Note how I’ve made all sorts of worst-case assumptions about the transistor. In fact, I’ve calculated these values as if B, C, and E were all shorted together, and hence tied to ground (since E is tied to ground).
A real transistor behaves somewhat differently. But no matter how it actually behaves, I know that no more than 3.3 mA will be flowing into the base, and not more than 33 mA will be flowing into the collector and out of the emitter. Just about any NPN transistor can handle that.
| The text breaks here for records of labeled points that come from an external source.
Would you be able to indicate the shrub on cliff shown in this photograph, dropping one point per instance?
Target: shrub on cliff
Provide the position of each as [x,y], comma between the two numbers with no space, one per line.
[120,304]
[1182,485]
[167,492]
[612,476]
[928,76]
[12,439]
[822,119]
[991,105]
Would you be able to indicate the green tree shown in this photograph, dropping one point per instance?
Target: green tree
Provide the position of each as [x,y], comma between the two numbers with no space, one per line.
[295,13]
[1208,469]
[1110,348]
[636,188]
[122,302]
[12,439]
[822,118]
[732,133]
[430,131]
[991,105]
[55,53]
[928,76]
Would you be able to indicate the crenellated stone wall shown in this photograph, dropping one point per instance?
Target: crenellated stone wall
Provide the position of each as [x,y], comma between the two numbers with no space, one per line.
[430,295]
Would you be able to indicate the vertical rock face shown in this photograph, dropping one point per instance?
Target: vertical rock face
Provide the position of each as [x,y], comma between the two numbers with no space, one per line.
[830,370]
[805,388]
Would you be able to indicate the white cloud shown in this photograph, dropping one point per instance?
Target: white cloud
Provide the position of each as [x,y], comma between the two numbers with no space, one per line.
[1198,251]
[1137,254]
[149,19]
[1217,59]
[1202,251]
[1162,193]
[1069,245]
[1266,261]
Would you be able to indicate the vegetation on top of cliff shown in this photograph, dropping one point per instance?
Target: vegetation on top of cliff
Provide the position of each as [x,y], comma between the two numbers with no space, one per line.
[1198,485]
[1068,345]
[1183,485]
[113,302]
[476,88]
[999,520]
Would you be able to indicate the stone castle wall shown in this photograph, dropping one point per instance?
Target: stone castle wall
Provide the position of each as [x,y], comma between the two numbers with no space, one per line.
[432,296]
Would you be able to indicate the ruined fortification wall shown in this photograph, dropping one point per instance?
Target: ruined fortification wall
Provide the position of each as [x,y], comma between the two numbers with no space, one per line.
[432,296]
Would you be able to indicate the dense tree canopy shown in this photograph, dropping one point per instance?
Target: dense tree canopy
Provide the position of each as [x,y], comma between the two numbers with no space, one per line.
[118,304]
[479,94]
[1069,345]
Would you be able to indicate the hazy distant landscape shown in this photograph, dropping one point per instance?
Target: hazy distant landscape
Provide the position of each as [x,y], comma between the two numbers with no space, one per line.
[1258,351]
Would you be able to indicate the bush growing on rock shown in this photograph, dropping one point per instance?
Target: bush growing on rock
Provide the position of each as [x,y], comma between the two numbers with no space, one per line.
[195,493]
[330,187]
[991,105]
Here’s what happens when IN is 0V (i.e. GND):
- no current will flow into the base
- since the transistor amplifies the current, no current will flow from C to E
- if no current flows from C to E, then it’s basically like an open (unconnected) circuit
- if unconnected, there will be no current flowing through R2
- with Ohm’s law, the voltage across R2 is (E = I x R) = 0 x 100 = 0
- so the voltage on the OUT pin will be 3.3V, the same as on the other side of R2
Now, when IN is 3.3V, this is what happens:
- current will flow through R1
- lots of current will flow from C to E
- that’s the same as saying that C and E are more or less shorted
- that means the OUT pin will now be (close to) 0V
We’ve created a signal inverter: 0V in = 3.3V out and 3.3V in = 0V out!
As I said, big topic. I haven’t even touched on some important details of a “real” transistor.